Я уже все знал. Даже когда первая волна пехоты достигла нас, и король бросился вперед, размахивая своим топором, я знал, что битва проиграна. Мы долго сражались. Не знаю, сколько людей бессмысленно погибло. Король убивал, пока земля перед ним не была устлана телами, пока большой топор не сломался в его руке, а я не подпрыгнул сзади него и не отсек руку человека, который громко кричал от радости, думая, что нашел легкую, безоружную жертву. Он упал, а перед нами появились еще двое. Я нанес одному удар своим щитом и резанул другого, попав ему в бедро. Я не думаю, что мое оружие прошло сквозь кожаную куртку под доспехами, но он споткнулся о лежащее тело и Фиц Гилберт добил его.

Меня бы уже не было среди живых, так как мой щит упал, но Стефан успел выхватить свой меч и разрубить голову врага пополам. И все же я получил ушиб плеча, несмотря на то, что удар был нанесен рукой уже мертвого человека. Король убил и другого, протолкнув его мимо меня, так что я смог перевести дух, и в этот момент я услышал торжествующие крики и оглянулся на запад вопреки всему надеясь, что увижу возвращающегося Ипрса. Но это был не Ипрс, а Честер и его люди, которые снова напали на наш строй. Строй был уже сломан, но это не имело ничего общего с паникой – я всегда был уверен в храбрости горожан, – просто в такой рубке с вражеской пехотой сохранить сплошную линию было невозможно. Поэтому нас оттеснили назад, снова на небольшой холм, где мы стояли с самого начала битвы с надеждами на успех, и каждая пядь земли вокруг нашего отряда была покрыта мертвыми и умирающими. Король еще сражался и до тех пор, пока сражался он, можно было быть уверенными, что будут сражаться насмерть и наши люди. Кэмвилла и Лейси оттащило прочь от нас. Позади меня был теперь Гильберт де Гант. Бедный парень! Он был простым оруженосцем и слишком молод, чтобы попадать в такую безнадежную группу.

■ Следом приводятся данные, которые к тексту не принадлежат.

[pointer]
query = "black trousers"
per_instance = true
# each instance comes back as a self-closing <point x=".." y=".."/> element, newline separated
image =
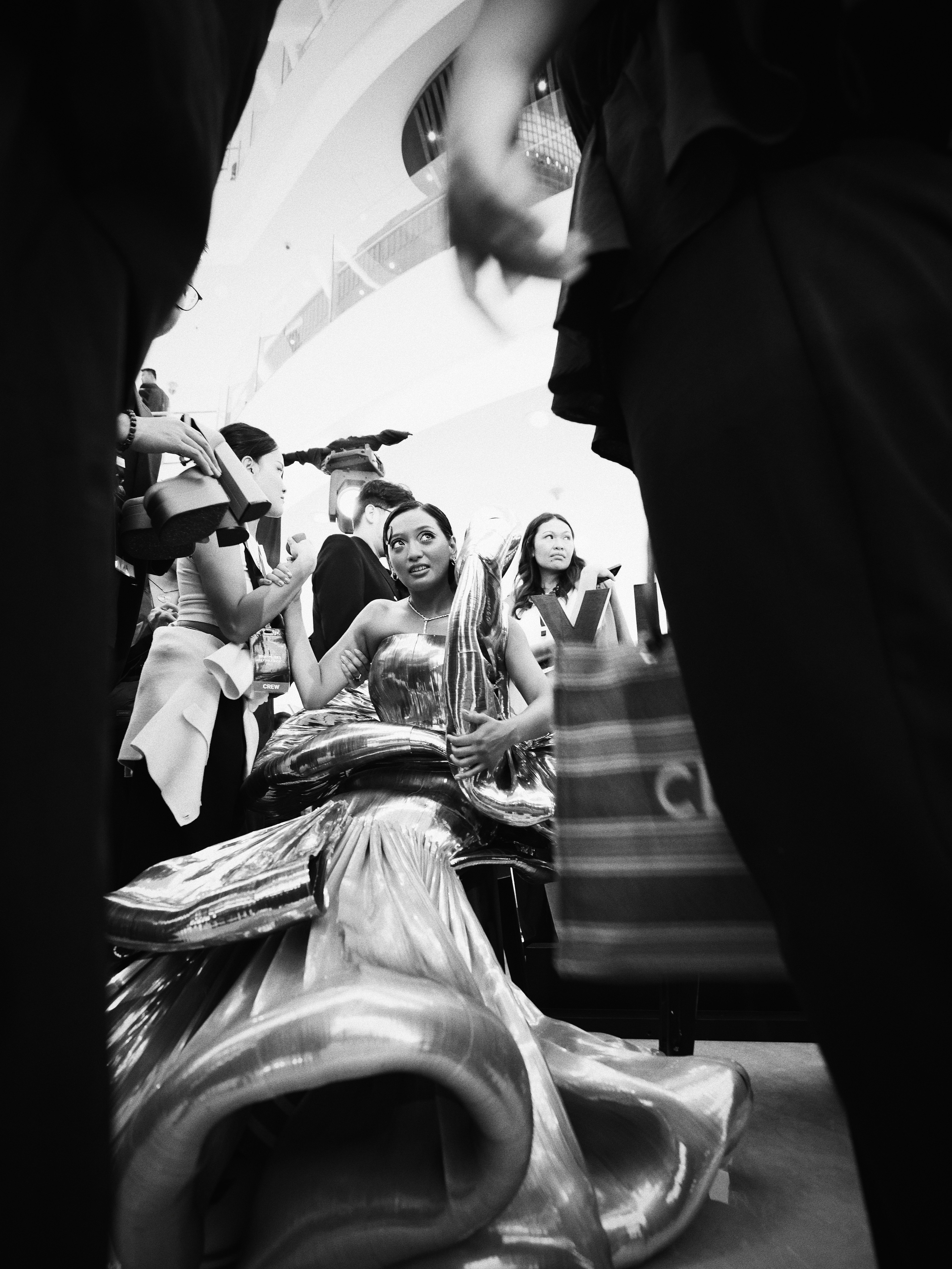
<point x="148" y="830"/>
<point x="788" y="390"/>
<point x="63" y="353"/>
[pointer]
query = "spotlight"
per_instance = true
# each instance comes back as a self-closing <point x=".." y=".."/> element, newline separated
<point x="349" y="471"/>
<point x="350" y="462"/>
<point x="348" y="501"/>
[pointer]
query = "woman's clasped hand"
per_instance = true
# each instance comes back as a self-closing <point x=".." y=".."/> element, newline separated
<point x="483" y="748"/>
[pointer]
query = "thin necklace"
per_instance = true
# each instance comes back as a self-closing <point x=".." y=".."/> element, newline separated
<point x="426" y="620"/>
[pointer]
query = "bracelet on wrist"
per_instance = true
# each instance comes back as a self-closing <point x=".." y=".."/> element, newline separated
<point x="122" y="446"/>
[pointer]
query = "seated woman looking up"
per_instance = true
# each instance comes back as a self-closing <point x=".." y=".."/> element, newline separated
<point x="193" y="736"/>
<point x="549" y="565"/>
<point x="421" y="551"/>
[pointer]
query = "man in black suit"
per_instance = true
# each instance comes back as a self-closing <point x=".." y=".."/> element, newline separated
<point x="155" y="398"/>
<point x="349" y="571"/>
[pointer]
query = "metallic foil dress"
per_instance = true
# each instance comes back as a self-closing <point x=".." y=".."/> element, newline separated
<point x="316" y="1058"/>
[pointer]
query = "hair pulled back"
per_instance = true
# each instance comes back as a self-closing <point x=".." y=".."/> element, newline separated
<point x="530" y="579"/>
<point x="249" y="442"/>
<point x="432" y="509"/>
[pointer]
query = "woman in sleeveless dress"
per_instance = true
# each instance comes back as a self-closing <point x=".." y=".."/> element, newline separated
<point x="317" y="1058"/>
<point x="549" y="565"/>
<point x="193" y="736"/>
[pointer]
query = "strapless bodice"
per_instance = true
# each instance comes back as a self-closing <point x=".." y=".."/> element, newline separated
<point x="406" y="679"/>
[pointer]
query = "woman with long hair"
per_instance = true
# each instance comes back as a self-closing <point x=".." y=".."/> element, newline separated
<point x="193" y="736"/>
<point x="326" y="1063"/>
<point x="551" y="565"/>
<point x="423" y="550"/>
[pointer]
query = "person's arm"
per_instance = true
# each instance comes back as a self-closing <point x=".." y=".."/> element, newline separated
<point x="169" y="437"/>
<point x="319" y="682"/>
<point x="491" y="188"/>
<point x="483" y="748"/>
<point x="239" y="613"/>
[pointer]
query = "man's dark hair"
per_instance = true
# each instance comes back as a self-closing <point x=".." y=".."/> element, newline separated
<point x="249" y="442"/>
<point x="381" y="493"/>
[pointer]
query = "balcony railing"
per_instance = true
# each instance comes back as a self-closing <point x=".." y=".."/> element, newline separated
<point x="406" y="242"/>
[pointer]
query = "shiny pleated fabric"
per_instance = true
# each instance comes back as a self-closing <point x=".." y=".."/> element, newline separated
<point x="426" y="1106"/>
<point x="316" y="1058"/>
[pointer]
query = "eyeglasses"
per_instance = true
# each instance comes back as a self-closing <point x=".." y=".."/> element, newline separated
<point x="188" y="300"/>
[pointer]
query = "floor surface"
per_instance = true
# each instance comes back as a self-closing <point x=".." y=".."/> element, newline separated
<point x="793" y="1190"/>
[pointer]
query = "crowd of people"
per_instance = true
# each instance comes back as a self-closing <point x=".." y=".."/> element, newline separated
<point x="756" y="319"/>
<point x="189" y="726"/>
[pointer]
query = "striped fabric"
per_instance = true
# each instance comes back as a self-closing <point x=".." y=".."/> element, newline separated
<point x="651" y="884"/>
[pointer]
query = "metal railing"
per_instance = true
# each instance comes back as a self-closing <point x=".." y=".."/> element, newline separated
<point x="409" y="240"/>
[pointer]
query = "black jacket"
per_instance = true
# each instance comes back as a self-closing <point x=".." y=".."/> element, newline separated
<point x="347" y="578"/>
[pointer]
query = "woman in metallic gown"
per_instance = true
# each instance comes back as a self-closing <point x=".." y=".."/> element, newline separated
<point x="316" y="1056"/>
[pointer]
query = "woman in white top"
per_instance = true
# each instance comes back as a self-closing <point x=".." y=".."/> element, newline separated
<point x="549" y="565"/>
<point x="193" y="736"/>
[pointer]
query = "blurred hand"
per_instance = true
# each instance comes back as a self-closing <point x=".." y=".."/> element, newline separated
<point x="301" y="547"/>
<point x="491" y="186"/>
<point x="279" y="577"/>
<point x="356" y="666"/>
<point x="483" y="748"/>
<point x="173" y="437"/>
<point x="165" y="615"/>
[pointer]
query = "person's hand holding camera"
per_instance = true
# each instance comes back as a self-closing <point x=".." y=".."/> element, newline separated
<point x="168" y="436"/>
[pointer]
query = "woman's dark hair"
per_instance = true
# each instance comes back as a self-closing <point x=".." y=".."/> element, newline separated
<point x="249" y="442"/>
<point x="530" y="580"/>
<point x="440" y="517"/>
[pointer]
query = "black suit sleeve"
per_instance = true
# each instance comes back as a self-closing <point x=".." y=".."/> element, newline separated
<point x="339" y="592"/>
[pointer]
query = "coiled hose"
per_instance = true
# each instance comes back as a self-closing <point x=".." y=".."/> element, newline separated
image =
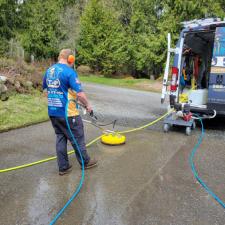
<point x="193" y="168"/>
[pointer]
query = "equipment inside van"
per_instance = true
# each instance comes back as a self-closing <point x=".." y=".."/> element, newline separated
<point x="197" y="77"/>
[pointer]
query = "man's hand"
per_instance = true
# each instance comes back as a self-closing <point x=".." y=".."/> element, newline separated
<point x="89" y="108"/>
<point x="84" y="101"/>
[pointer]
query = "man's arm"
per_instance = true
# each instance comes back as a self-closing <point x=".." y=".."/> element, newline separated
<point x="81" y="96"/>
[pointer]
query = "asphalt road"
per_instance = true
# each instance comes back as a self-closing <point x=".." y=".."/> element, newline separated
<point x="146" y="181"/>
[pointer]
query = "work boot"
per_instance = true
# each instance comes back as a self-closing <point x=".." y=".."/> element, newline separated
<point x="90" y="164"/>
<point x="63" y="172"/>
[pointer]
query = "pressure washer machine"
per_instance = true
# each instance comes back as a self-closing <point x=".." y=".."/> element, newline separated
<point x="197" y="77"/>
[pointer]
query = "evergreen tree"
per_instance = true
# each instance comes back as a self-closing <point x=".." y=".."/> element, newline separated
<point x="42" y="29"/>
<point x="9" y="20"/>
<point x="101" y="40"/>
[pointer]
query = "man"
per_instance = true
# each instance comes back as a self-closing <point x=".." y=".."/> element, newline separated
<point x="62" y="84"/>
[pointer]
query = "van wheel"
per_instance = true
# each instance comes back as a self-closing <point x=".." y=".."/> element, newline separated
<point x="188" y="131"/>
<point x="166" y="127"/>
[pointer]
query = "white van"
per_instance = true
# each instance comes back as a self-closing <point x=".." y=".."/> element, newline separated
<point x="198" y="70"/>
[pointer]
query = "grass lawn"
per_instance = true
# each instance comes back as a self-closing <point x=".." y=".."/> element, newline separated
<point x="22" y="110"/>
<point x="26" y="109"/>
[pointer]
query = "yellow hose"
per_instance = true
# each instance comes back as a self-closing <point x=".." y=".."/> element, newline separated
<point x="90" y="143"/>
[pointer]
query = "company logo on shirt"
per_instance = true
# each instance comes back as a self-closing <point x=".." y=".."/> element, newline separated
<point x="53" y="83"/>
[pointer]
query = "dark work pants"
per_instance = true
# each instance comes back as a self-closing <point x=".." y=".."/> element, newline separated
<point x="62" y="135"/>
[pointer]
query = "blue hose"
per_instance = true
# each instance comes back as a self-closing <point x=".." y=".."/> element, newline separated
<point x="191" y="158"/>
<point x="82" y="174"/>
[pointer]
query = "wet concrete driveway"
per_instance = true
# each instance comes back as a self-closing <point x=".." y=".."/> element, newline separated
<point x="147" y="181"/>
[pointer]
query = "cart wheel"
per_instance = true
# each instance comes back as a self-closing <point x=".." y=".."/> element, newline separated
<point x="193" y="125"/>
<point x="166" y="127"/>
<point x="188" y="131"/>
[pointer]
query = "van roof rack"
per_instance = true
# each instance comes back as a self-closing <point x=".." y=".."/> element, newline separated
<point x="202" y="22"/>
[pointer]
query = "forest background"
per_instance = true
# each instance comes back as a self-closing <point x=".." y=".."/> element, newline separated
<point x="112" y="37"/>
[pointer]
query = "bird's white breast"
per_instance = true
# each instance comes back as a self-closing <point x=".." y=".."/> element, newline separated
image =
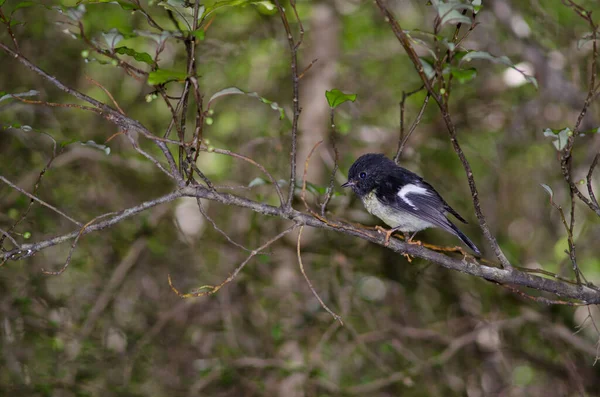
<point x="404" y="221"/>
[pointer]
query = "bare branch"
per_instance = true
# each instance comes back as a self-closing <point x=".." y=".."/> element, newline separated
<point x="212" y="289"/>
<point x="323" y="305"/>
<point x="405" y="41"/>
<point x="295" y="94"/>
<point x="42" y="202"/>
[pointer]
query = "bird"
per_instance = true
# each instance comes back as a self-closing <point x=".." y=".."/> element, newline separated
<point x="401" y="198"/>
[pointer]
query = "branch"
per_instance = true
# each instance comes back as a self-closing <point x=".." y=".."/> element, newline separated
<point x="295" y="94"/>
<point x="42" y="202"/>
<point x="584" y="293"/>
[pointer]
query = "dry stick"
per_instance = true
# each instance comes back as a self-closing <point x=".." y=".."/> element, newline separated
<point x="249" y="160"/>
<point x="329" y="192"/>
<point x="566" y="155"/>
<point x="541" y="298"/>
<point x="35" y="189"/>
<point x="10" y="238"/>
<point x="123" y="122"/>
<point x="27" y="250"/>
<point x="295" y="95"/>
<point x="217" y="228"/>
<point x="45" y="204"/>
<point x="405" y="41"/>
<point x="589" y="179"/>
<point x="68" y="261"/>
<point x="214" y="288"/>
<point x="91" y="80"/>
<point x="403" y="139"/>
<point x="584" y="293"/>
<point x="335" y="316"/>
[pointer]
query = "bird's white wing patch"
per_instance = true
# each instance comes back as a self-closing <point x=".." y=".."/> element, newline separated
<point x="412" y="189"/>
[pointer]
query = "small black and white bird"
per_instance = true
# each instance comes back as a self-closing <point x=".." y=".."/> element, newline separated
<point x="401" y="198"/>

Он с трудом стоял на ногах, но его храбрость была не сломлена и он своим щитом оттолкнул нападавшего так, что мне удалось перерезать тому горло. Человек упал, и Гильберт споткнулся о него. Я отступил назад, давая ему место подняться, но получил сильный удар сзади и повалился вперед. Гильберт ухватился за мои ноги; я полуобернулся в падении и увидел, что причиной удара был король. Его шлем свалился, а лицо было все в крови. Он тоже падал. Я, действуя машинально, оттолкнул мертвеца и отвел свой щит как можно дальше, стремясь вплотную прижаться к Стефану. Он навалился на меня затруднив мне дыхание и мир померк в глазах, так как я ударился со всего маха головой о землю. И все же мне удалось прикрыть короля своим щитом поперек тела.